-
Notifications
You must be signed in to change notification settings - Fork 0
IPEP 11: Tab Completion System Refactor
The IPython tab completion machinery is messy, complicated, and difficult to extend. The IPython pull request 2701, for instance, envisioned a feature -- tab completion based on function-specific annotations -- which, because of the current sub-optimal completion API, required a quite a bit of hacking into the core completer logic to execute. This proposal envisions a refactoring of the IPython tab completion machinery -- largely IPython/core/completer.py
, IPython/core/completerlib.py
, and a little bit of IPython/core/interactiveshell.py
-- in a way that simplifies and unifies the codebase while providing a powerful and flexible public-facing API, enabling its extensibility in 3rd party projects.
In addition, we want to extend the functionality of the completion system for non-readline frontends like the notebook. Instead of simply providing a flat list of matches (which is all that the terminal frontend can handle), we will instead provide a system where each completion string is associated with a 'kind'. These 'kind's might include, but are not limited to files, directories, objects and object attributes. By providing the completions, organized by kind, to rich frontends, we hope to enable a richer UX than is currently available without this attached metadata.
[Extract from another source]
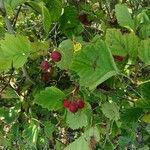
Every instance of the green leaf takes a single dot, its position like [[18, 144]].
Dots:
[[146, 147], [131, 115], [144, 52], [69, 22], [55, 9], [83, 142], [131, 44], [111, 111], [115, 41], [14, 50], [9, 93], [145, 104], [49, 128], [46, 18], [66, 48], [3, 141], [14, 3], [50, 98], [30, 133], [94, 64], [144, 31], [146, 118], [124, 17], [77, 120], [144, 89], [9, 115], [148, 128]]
The tab completion system started closely tied to GNU readline, and to the stdlib's rlcompleter.py
module. It was extended to be able to work with non-readline frontends, like the notebook and qtconsole. But its internal architecture and external API is still conceptually based on the abilities of GNU readline.
The completer machinery is architected as follows: there are a variety (roughly 1 dozen) of "matchers" or "completers", each of which, in essence, is supplied with a string containing the current state of the input line and responds with a list of possible matches. When the tab event is triggered, some or all of these completers are called, and the lists they produce may or may not be merged together. Regardless, a "master list" of completions is produced -- it may correspond to the results from simply one completer or to a merged list -- which is then supplied to either GNU readline (terminal frontend), or to the frontend itself (zmq frontends) for display to the user.
Two separate categories of matchers/completers exist. The first category is a set of "core matchers", declared on lines 505-510 of IPython/core/completer.py
that are methods on the IPython.core.completer.IPCompleter
class. These "core matchers" correspond to and generalize the python stdlib's rlcomplete
mechanism. The second category of matchers, the "custom completers", interacts with the core system via a limited API. These completers are triggered by IPython.core.completer.Completer.dispatch_custom_completer
. Each of the custom completers is registered to respond only to a specific string that must form the beginning of the input line. For instance, the magic_run_completer
(declared here) is registered only to be called when the input line starts with the string '%run'. If the line starts with anything else, e.g. a = %run
, the completer is not executed. The decision about which custom completers are executed on a given input string is made a "string dispatcher" (instance of IPython.utils.strdispatch.StrDispatch
) which is dynamically injected into the Completer
class by IPython.core.interactiveshell.InteractiveShell
here.
On a tab completion event, the custom completers are executed first, one at a time. If any of them successfully returns, its results exclusively constitute the "master list" that is supplied to the frontend. If none of the "custom completers" sucessfully match on the input string, the "core matchers" are executed. Depending on the status of a Configurable
option, these results may either be merged together or not. The default and most widely used option is that they are merged. In this code path, all five of the core matchers are executed, their results merged & sent to the frontend for display.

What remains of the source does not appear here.